Studies show that this second brain can control intestinal activities independently of the brain. According to researchers, the purpose of this is to make digestion more efficient. Rather than providing digestive system control remotely via the spinal cord and brain, it would be more effective to provide it closely with the second brain in the intestine. With this complex neural network in the gut, the brain works “bidirectionally”. This means that signals from the gut can trigger stress, anxiety and depression in the brain.
The Gut-Brain Connection’s Impact on Depression
Gut health affects depression. It has been observed that people with inflammatory bowel disease exhibit more depressive behaviors. It is thought that this situation is caused by the irregularity of the pathways involved in the gut-brain connection. Because, according to research, signals of healthy intestinal microflora and signals of neurogenesis and behavioral control are transmitted to the brain through a common pathway. Thus, a disorder in the gut can affect mental health.
Another study examined the effect of probiotics in patients with irritable bowel syndrome and symptoms of depression. “Bifidobacterium longum NCC3001” probiotic was given to the patients daily. As a result, it was observed that the symptoms of depression decreased in patients using probiotics. Increasing the proportion of the microbiome in the gastrointestinal tract has contributed to mental health. This situation shows us the close relationship between the intestine and the brain.

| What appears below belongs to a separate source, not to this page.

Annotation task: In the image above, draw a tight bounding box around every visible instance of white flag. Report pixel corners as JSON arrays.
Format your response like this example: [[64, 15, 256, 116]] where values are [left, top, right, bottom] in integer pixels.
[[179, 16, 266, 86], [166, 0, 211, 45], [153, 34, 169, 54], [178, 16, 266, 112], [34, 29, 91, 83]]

The Gut-Brain Connection’s Impact on Stress
Research shows that stress is also closely related to the gut. The body has a “fight or flight” response to stress, with cortisol levels regulated by the hypothalamic-pituitary-adrenal axis. When suddenly confronted with something frightening, physical reactions such as sweaty palms and increased heartbeat occur. When the stress factor disappears, the body returns to normal. However, when the body is under constant stress, it has this “fight or flight” response for a long time. This constant state of stress causes chronic inflammation. The body tries to overcome stress for a long time. In this process, beneficial bacterial species in the intestine take part in regulating immune responses.
What are Natural Ways to Improve the Gut-Brain Connection?
By protecting gut health, it is possible to improve the gut-brain connection and support mental health. The steps you will follow for this are:
Avoid Processed Foods
A diet containing refined and processed foods causes the natural structure of the intestine to deteriorate. Frequently consumed white bread, chips and packaged snacks are processed foods that should be avoided.
Probiotics are beneficial intestinal bacteria that ensure nutrient absorption in digestion and support the immune system. Probiotic-rich foods such as kefir and sauerkraut contribute to gut health.
Stay Away from Gluten
Traditional methods of producing grains that are more nutritious and digestible have been abandoned today. Therefore, minimizing gluten consumption will be beneficial for the intestinal microbiome.
Eat Healthy Fats
Fats are essential for brain development. Olive oil protects cells against damage with its high antioxidant content. It helps improve memory and cognitive function. It also plays an anti-inflammatory role in the body. Avocado oil protects heart health, helps digestion and supports mental health.
Shiitake mushrooms contain plenty of vitamin B6. Vitamin B6 contributes to the production of serotonin and neurotransmitters. In this way, Shiitake mushroom helps improve mental health and reduce stress.
Research shows that nuts such as almonds, cashews, walnuts and Brazil nuts are rich in serotonin. Thus, they support mental health.